1. What Are db_sql_* Metrics?
When using Go’s database/sql along with Prometheus instrumentation, your service emits a standardized set of metrics that describe your client-side connection pool behavior.
These cover:
- Connection churn
db_sql_connection_closed_max_idle_time_totaldb_sql_connection_closed_max_idle_totaldb_sql_connection_closed_max_lifetime_total
- Pool sizing
db_sql_connection_max_opendb_sql_connection_open
- Wait pressure
db_sql_connection_wait_totaldb_sql_connection_wait_duration_milliseconds_total
- Query latency
db_sql_latency_milliseconds_bucketdb_sql_latency_milliseconds_countdb_sql_latency_milliseconds_sum
These metrics answer one big question:
Is my service struggling to obtain or use database connections?
They are emitted per application instance, not per MySQL user or global cluster.
2. Why These Metrics Matter
Connection pools behave differently than most developers expect
A typical Go service might have:
- 10–50 worker goroutines
- But only 5–20 DB connections available
If the pool is misconfigured or overloaded, you see:
- slow endpoints,
- timeouts,
- spikes in p99 latency,
- cascading failures.
Understanding these metrics helps detect issues before users feel them.
3. Key Metrics Explained (Human-Friendly)
🔹 1. db_sql_connection_open
How many connections are currently open (idle + in use).
This is your actual concurrency, not your max capacity.
PromQL example:
sum(db_sql_connection_open{app="example-service"}) by (cluster)
🔹 2. db_sql_connection_max_open
The configured maximum number of open connections.
Useful to detect:
- misconfigurations across replicas,
- unexpected restarts that reset config,
- clusters hitting pool exhaustion.
max(db_sql_connection_max_open{app="example-service"}) by (cluster)
🔹 3. Connection Pool Saturation (%)
How close the pool is to being full:
sum(db_sql_connection_open{app="example-service"})
/
clamp_min(
max_over_time(db_sql_connection_max_open{app="example-service"}[5m]),
1
)
If this exceeds 80–85%, requests may start blocking.
🔹 4. Headroom
How many free connections remain right now:
max(db_sql_connection_max_open{app="example-service"})
-
sum(db_sql_connection_open{app="example-service"})
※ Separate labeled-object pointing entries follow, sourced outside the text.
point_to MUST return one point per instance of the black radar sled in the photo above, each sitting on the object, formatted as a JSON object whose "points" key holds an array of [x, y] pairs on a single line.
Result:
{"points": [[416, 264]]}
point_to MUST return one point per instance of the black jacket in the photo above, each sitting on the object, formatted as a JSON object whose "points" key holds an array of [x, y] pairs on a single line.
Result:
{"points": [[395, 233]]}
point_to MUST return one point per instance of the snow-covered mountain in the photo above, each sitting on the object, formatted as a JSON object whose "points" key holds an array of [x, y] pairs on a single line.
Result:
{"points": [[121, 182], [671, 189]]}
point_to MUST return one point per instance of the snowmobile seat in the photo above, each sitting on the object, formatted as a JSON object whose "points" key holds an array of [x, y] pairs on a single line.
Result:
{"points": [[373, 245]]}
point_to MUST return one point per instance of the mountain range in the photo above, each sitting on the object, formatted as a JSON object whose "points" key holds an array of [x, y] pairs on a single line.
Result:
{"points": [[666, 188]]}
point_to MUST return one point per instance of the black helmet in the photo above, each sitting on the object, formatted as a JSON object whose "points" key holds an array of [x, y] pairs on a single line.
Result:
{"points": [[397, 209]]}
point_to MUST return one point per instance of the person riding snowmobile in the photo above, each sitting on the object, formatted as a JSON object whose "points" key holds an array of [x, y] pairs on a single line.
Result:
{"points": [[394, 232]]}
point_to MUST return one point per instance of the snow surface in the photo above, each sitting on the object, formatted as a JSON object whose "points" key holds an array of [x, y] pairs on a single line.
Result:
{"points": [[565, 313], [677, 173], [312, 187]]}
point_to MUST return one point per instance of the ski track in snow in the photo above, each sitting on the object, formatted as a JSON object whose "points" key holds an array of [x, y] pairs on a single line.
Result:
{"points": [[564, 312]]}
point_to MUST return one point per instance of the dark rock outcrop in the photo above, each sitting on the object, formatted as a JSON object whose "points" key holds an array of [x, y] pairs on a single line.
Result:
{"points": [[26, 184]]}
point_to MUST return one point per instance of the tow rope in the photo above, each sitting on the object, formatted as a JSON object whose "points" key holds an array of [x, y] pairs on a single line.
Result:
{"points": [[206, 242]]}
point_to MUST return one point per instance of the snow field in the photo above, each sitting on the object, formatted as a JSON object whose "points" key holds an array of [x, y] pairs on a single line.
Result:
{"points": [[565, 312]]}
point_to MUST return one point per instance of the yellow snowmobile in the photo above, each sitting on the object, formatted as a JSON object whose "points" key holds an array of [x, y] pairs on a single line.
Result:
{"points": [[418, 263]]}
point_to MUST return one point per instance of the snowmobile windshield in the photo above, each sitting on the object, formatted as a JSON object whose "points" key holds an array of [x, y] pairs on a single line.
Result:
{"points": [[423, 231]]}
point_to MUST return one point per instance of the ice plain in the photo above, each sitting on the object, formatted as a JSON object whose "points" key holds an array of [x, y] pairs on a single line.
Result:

This is fantastic for dashboards.
🔹 5. Waits & Wait Duration
Waits (db_sql_connection_wait_total) mean your code requested a connection but none were available.
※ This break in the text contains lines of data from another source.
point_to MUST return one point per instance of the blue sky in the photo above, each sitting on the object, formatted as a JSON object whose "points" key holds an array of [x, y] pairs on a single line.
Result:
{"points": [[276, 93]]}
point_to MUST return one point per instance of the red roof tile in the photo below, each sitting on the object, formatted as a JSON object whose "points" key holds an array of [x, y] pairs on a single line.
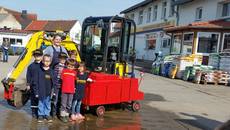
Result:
{"points": [[215, 24], [36, 25], [24, 21], [15, 31]]}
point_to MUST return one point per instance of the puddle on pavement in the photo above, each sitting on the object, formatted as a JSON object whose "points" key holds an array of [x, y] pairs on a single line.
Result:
{"points": [[147, 118]]}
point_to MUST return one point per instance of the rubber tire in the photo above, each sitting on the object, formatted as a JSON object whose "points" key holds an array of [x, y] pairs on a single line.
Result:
{"points": [[136, 106], [100, 111]]}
Latency to obtain a connection:
sum(rate(db_sql_connection_wait_duration_milliseconds_total[5m]))
/
clamp_min(sum(rate(db_sql_connection_wait_total[5m])), 1)
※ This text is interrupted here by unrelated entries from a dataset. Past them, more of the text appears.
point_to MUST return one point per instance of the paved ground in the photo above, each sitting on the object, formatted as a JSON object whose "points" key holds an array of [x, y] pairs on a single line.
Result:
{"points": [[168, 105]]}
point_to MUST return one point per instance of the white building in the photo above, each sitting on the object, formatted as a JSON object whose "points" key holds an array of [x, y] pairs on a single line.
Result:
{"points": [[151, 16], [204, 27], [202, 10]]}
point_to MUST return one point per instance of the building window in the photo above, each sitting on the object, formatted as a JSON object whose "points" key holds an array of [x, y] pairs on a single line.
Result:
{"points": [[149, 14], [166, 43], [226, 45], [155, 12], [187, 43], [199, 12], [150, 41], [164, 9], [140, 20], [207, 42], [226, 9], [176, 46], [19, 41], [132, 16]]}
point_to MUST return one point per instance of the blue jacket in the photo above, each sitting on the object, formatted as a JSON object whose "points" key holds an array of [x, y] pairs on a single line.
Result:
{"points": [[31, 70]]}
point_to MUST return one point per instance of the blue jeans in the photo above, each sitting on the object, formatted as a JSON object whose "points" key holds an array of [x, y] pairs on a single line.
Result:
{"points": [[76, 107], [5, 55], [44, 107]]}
If this number rises → pool limits are too low or queries are too slow.
🔹 6. Connection Closes
These three counters tell why connections are closing:
- lifetime expiration →
closed_max_lifetime_total - idle timeout →
closed_max_idle_time_total - pool size compression →
closed_max_idle_total
Unexpected spikes here imply:
- misconfigured GC behavior,
- pool flapping,
- database restarts.
🔹 7. Query Latency Histogram
From p50 to p99:
histogram_quantile(0.90, sum(rate(db_sql_latency_milliseconds_bucket[5m])) by (le))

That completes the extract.